What if? So what if? If he'd been able to read the future in tea leaves, he would have broken off with her sooner. He never would have taken her out that night. But the impending sense of doom had been so amorphous that he'd put it down to a mood. Teenagers had moods all the time. He'd managed to realize that by the age of eighteen and had stopped putting a whole lot of stock in them.

But what if Witt had . no. Witt had believed from the outset that Hardy was bad for Karen. That, combined with two grievous personal losses, would have been enough to make Witt paranoid.

"Hardy?" Joni's voice interrupted his thoughts. "What's wrong?"

He almost groused, "What isn't?" but caught himself in time. Joni didn't deserve that. "Just remembering. Wondering about things. But there'll never be any answers, so what's the point?"

"No, there won't be." She shifted against her pillow and sighed.

"Somehow we all need to just let go of this. We all made mistakes. We all did things we're not proud of. But ... we all must feel that when someone we love dies. I think everyone must sit around wishing they hadn't done this or wishing they had done that."

"Probably."

"So we're not all that weird."

He pulled the chair away from the wall and dragged it around to where he could see her better. "Except for hanging on to this thing for so long."

"So how do we let go?"

"I don't know." He rubbed his chin and sighed heavily. "I don't know, Joni. Everything that's happened since you gave me that bid package has only seemed to make it all fresh again. As fresh as it ever was."

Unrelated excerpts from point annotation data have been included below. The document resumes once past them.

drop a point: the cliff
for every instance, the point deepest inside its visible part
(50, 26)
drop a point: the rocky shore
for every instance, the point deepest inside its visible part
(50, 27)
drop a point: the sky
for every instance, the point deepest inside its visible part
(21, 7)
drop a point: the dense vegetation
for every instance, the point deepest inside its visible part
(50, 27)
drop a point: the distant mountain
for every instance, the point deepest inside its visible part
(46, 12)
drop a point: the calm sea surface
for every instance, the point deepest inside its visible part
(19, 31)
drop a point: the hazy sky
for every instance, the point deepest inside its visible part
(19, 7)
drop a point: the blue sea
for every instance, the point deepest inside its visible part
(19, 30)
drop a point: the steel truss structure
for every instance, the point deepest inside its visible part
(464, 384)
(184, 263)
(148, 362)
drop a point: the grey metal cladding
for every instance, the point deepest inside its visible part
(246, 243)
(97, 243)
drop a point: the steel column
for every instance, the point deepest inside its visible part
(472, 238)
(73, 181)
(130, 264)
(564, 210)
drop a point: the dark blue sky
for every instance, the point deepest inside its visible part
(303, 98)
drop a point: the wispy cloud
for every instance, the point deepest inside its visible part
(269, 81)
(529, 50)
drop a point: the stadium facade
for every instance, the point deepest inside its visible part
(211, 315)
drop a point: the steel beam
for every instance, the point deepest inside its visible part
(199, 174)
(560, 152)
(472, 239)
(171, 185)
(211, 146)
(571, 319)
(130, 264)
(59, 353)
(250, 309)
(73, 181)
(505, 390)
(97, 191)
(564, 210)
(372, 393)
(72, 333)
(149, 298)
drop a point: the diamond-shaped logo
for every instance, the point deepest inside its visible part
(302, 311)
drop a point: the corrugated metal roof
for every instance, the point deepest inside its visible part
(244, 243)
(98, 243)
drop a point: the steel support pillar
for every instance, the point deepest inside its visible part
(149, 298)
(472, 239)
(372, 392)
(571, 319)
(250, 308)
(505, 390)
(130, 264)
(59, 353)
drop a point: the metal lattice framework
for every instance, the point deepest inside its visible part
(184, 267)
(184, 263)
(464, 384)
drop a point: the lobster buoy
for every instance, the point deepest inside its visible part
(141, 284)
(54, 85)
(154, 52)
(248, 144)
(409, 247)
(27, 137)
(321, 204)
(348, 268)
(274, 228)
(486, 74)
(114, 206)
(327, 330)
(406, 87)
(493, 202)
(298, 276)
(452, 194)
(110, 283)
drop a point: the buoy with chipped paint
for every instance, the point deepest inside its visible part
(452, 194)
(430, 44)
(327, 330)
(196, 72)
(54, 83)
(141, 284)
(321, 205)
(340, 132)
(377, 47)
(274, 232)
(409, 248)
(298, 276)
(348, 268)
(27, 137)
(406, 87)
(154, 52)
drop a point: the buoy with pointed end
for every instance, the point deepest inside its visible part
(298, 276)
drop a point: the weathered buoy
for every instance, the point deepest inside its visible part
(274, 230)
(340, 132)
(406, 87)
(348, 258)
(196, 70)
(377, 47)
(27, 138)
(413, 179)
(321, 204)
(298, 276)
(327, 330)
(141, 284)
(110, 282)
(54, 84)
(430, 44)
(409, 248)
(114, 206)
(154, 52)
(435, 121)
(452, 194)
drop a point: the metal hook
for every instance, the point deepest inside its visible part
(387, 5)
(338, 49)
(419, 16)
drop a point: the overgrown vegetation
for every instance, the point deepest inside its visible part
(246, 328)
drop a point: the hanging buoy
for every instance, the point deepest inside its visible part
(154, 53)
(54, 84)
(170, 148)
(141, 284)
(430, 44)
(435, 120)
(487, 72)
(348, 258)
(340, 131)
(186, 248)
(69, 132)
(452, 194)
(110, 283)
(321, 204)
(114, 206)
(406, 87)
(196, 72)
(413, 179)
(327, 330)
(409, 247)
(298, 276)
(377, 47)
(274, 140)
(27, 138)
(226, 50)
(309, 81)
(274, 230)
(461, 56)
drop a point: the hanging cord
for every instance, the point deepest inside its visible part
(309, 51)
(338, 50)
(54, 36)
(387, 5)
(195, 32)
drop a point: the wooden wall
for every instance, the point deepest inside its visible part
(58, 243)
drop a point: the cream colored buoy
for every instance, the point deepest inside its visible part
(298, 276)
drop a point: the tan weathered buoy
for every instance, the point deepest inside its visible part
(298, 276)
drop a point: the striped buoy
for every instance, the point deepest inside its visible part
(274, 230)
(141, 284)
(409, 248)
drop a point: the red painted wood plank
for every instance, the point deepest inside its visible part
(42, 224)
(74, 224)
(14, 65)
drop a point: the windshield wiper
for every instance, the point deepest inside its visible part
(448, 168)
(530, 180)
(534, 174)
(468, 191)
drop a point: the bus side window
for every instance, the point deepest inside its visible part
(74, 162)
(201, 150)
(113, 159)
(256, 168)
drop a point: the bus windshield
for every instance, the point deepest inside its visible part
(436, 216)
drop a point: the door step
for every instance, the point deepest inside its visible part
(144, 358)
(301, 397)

"God. That wasn't what I wanted to do at all."

"I know." He felt his mouth trying to smile at her, but he wasn't ready to smile at anyone. About anything. He felt as if he were sitting on a psychic minefield, waiting for the next explosion. But he couldn't be the only one feeling that way. Joni probably did, too, to judge by the things she'd been saying. And maybe even Witt. Although Witt had always been a great big minefield.